The topic of cancer immunotherapy is as hot as ever. It was in the spotlight of many of the sessions at the annual meeting of the American Association of Cancer Research (AACR) in Chicago this year. This is one of the biggest cancer conferences in the world, with a record 22,000 people attending this year. Together with 2 fellow MELGEN PhD students, Joanna Pozniak and Sathya Muralidhar, I had the opportunity to attend and present my work. Thanks to MELGEN and a generous travel grant from Newnham College, University of Cambridge.
The idea at the forefront of cancer immunotherapies is targeting the interaction between PD-1 and PD-L1. This shows impressive results in the clinic for patients with advanced melanoma as well as other cancer types. By blocking this interaction, it’s like releasing the brakes on the immune system – which unleashes this force of tumour destroyers. Several such immunotherapy drugs, including PD-1 inhibitors: Pembrolizumab (Keytruda®), Nivolumab (Opdivo®) and PD-L1 inhibitors: Atezolizumab (Tecentriq®), Durvalumab (Imfinzi®), Avelumab (Bavencio®), are currently approved for various cancers.

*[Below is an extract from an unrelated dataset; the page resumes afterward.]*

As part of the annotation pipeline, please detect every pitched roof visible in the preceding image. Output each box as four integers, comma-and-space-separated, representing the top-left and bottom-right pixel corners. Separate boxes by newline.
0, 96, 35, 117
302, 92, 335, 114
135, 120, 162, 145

Over the 5 conference days, one of the major challenges discussed were the difficulties in predicting response to immunotherapy. In an ideal world, every drug that is ever created would work equally well for every patient. Sadly, this is not true (we are all different), and the best we can do is try to find ways of figuring out who is most likely to respond to a treatment. Some of these ways are as follows:
Several studies propose PD-L1 expression as a biomarker of response to immunotherapy. The hypothesis is, that tumours with high expression of PD-L1 are more likely to respond to therapies targeting the PD-1/PD-L1 interaction. In reality, it is much more complicated. There is an association between higher PD-L1 expression and response to immunotherapy. However, patients with low expression of PD-L1 can also respond. Hence a decision on whether a patient should receive immunotherapy based solely on PD-L1 expression is very difficult to make.
Tumour mutational burden (TMB):
Recent work has suggested using tumour mutational burden as a predictive biomarker. Patient with a higher number of mutations in their tumours – are more likely to respond to immunotherapy. I briefly described one possible reason behind this hypothesis in a previous blog post (basically, more mutations -> more likely to awaken the immune response). But again, TMB is not a perfect biomarker as patients with low TMB still can have a good response to immunotherapy. One explanation for this is that such patients can have few but very immunogenic mutations. This gives rise to immune cell recognition and attack when receiving immunotherapy drugs.
IFN-γ pathway genes:
In short, IFN-γ is a pro-inflammatory cytokine, secreted by immune cells. High levels of IFN-γ in the tumour microenvironment suggests presence of immune cells, which can become activated through immunotherapy. A number of studies have linked high expression of IFN-γ-associated genes to favourable immunotherapy response. Loss of function mutations in genes linked to the IFN-γ pathway have also been reported to cause lack of response to immunotherapies.
There are many more potential markers of immunotherapy response being researched. I have highlighted a few in this post. If you’re interested in finding out more – there is an excellent short summary published in Science. In conclusion, there are several promising biomarkers already. But, using them in isolation is an imperfect approach. Clinical research would greatly benefit from using combinations. Additionally, we need more novel biomarker research as well – which is the topic of some PhD projects as part of the MELGEN consortium.